We examine the cost-cutting strategies employed by private equity (PE) firms in public goods markets. We use the ambulance industry as a laboratory since price and choice regulation limits other avenues of increasing profitability. We exploit the staggered acquisition of the two largest national private ambulance companies and detailed operations and cost data from all Arizona ambulance operators in a staggered difference-in-differences design to discern whether PE firms enhance profits through operational efficiencies or by selectively serving lower-cost consumers (cream-skimming). We find a 40% increase in profit among PE firms, driven entirely by cream-skimming from fire departments. We identify the specific mechanism of cream-skimming -- firing the paramedics required to operate high-cost runs. These runs are then shifted to fire departments. This cream-skimming behavior leads to a 7% increase nationally in fatalities from traffic accidents in areas serviced by PE-owned ambulances. We highlight the complex implications of PE investment in public services, where cost-cutting measures to increase profitability may compromise public health outcomes and public provider balance sheets.


Abstract

 We examine how firms navigate investment decisions when confronted with tail risk -- the small possibility of extreme financial loss.
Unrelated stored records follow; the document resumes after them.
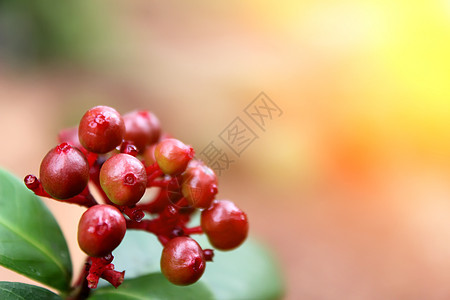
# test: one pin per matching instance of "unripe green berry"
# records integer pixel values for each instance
(225, 225)
(123, 179)
(173, 156)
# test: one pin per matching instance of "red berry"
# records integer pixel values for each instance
(100, 230)
(173, 156)
(123, 178)
(199, 185)
(101, 129)
(182, 261)
(70, 136)
(64, 172)
(142, 128)
(149, 155)
(225, 224)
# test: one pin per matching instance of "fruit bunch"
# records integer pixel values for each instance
(121, 157)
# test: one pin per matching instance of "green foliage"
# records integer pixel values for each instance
(153, 286)
(21, 291)
(248, 272)
(31, 242)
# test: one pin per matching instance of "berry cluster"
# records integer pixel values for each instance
(123, 156)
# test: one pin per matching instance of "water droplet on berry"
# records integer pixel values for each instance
(129, 179)
(198, 264)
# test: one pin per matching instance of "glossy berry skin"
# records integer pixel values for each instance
(225, 225)
(173, 156)
(123, 179)
(182, 261)
(100, 230)
(64, 172)
(101, 129)
(199, 185)
(142, 128)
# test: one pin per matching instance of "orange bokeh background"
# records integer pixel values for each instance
(349, 186)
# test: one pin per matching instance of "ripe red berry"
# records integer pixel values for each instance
(142, 128)
(101, 129)
(123, 178)
(182, 261)
(173, 156)
(225, 224)
(64, 172)
(100, 230)
(199, 185)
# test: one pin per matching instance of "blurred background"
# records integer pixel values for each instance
(349, 185)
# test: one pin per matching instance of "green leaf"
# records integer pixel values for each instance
(152, 286)
(22, 291)
(248, 272)
(31, 242)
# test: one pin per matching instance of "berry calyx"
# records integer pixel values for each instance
(64, 172)
(101, 129)
(123, 179)
(142, 128)
(199, 185)
(173, 156)
(182, 261)
(225, 225)
(100, 230)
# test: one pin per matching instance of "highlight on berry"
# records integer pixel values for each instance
(121, 157)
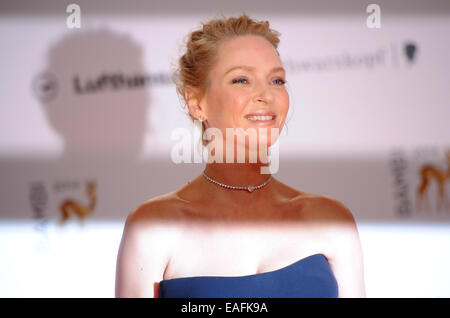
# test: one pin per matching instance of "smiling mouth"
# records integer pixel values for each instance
(256, 118)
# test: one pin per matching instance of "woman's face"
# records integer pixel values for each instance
(247, 78)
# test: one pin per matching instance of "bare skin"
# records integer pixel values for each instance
(204, 229)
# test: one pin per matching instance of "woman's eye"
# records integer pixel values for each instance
(238, 80)
(281, 81)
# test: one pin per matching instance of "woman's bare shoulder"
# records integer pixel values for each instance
(319, 207)
(163, 207)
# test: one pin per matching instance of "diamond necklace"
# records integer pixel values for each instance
(250, 188)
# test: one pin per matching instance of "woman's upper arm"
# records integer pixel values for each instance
(347, 258)
(142, 257)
We focus on hospital investments in trauma centers faced with medical malpractice risk. We focus on hospitals for three reasons: first, medical malpractice insurance inherently leaves hospitals exposed to substantial tail risk; second, the consequential financial stakes of medical liability for hospitals are quite large; and third, while trauma centers are financially beneficial, they are also exceptionally susceptible to tail risk given the critical nature of their services. For identification, we exploit the staggered adoption of caps on non-economic damages across states from 1991 to 2011, treating this as a quasi-random modulation of tail risk. These caps impose a ceiling on potential awards in malpractice lawsuits, thereby attenuating the tail risk. Employing a staggered synthetic control methodology, we find a 25% increase in the likelihood that a hospital has a trauma center following the reduction of tail risk. This effect is predominantly driven by non-profit hospitals and new investments (i.e., trauma center openings) rather than disinvestment (i.e., decrease in trauma center closures), indicating a one-sided response to decreased tail risk.